Ok, I see the problem. I can send you a voe package that you can install and try.
pip install voe-0.1.0-cp39-cp39-win_amd64.whl --force-reinstall
And then, make sure to follow 2, 3, and 4th steps of my previous message.
If you let me know your email, I can share the voe package.
Thanks
OK, Yes I think it is working! now my challenge is to package this into an installable product Thank you for your help Will this team make this package available to the community at large? I hope so.
Yes, in next version of the release
Hi @uday610
I just encountered the same issue which the code returned nothing while no error occurred. Can you send me the updated voe package?
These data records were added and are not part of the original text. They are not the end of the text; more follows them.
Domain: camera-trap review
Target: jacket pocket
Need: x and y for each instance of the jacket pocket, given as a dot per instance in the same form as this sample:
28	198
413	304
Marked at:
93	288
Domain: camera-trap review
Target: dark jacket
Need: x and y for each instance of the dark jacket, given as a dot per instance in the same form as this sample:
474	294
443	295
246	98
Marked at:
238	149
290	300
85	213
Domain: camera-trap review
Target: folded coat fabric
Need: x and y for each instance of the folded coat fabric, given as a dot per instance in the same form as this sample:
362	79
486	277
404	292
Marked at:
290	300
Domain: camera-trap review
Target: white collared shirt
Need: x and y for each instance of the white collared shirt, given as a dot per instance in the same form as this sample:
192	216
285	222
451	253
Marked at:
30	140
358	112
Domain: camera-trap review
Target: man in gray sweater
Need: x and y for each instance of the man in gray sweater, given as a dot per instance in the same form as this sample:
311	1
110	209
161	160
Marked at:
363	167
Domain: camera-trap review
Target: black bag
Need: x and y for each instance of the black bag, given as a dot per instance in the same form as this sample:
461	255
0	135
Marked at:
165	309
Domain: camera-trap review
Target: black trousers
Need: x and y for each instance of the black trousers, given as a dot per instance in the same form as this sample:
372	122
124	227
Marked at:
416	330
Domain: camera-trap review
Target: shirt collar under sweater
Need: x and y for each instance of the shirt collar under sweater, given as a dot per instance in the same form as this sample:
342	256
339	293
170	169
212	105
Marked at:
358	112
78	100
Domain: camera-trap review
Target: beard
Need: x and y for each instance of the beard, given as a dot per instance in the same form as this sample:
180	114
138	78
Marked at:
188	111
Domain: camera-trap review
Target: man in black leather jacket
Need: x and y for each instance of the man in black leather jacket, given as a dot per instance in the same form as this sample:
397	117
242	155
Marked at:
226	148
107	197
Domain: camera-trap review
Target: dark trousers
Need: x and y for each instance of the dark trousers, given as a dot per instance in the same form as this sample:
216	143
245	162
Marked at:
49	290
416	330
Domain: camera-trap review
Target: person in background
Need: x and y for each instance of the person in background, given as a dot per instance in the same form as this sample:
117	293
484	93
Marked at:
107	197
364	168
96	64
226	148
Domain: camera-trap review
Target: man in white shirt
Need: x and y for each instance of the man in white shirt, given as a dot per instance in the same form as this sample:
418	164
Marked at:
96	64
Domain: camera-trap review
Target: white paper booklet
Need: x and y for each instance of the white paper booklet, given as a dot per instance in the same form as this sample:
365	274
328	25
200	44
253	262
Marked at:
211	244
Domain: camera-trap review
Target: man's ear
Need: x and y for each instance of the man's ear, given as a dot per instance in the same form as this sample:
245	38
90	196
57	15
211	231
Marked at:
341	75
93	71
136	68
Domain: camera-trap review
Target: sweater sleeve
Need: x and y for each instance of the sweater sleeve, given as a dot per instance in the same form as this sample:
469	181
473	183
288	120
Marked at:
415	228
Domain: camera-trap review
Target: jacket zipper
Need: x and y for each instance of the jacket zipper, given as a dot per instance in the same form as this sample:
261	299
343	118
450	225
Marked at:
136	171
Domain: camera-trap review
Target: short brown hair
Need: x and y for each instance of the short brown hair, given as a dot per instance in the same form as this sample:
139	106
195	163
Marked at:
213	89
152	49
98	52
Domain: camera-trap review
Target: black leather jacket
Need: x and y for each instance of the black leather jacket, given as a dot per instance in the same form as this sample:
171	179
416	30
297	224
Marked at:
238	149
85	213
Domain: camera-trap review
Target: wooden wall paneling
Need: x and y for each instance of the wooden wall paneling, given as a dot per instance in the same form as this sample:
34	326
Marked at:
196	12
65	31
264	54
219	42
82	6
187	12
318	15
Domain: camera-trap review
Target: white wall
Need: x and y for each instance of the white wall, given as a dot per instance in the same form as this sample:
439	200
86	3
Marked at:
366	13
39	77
Thanks
what model and flow you are running?
I am working on a TTS model GPT-SoVITS (https://github.com/RVC-Boss/GPT-SoVITS). Among its components, I only plan to optimize the transformer that predict latent speech tokens, the most time consuming part. Its has a pure gpt-2 structure but with kv-cache.
(P.S. I am kind of worried whether inputs with 0 length on certain axis might cause error during optimization. During the first time forward input k and v has zero sequence length)
@uday610 I am following the opt-onnx flow, already produced dynamic quantized onnx model, and end up executing fail with no error message as well. Judging from rhenry74's case I'm just one step behind goal?
Yes, if you completely follow the OPT-ONNX flow including quantization as
dqconfig = AutoQuantizationConfig.avx512_vnni(is_static=False, per_channel=False, use_symmetric_activations=True, operators_to_quantize=["MatMul"],)
and then setting environment like OPT-ONNX flow, then let me know your email, I will share that EP version
@uday610 Sorry I forgot to set my email as public. Its a2576658523@163.com. And thanks for your aid!
How does one pick a pretrained model that will run on IPU? I'm trying to find one that will return embeddings. I got close to getting it working but it's like the runtime will not assign anything to IPU and falls back to CPU. Can anyone give advice on getting this model to work or recommend one that will?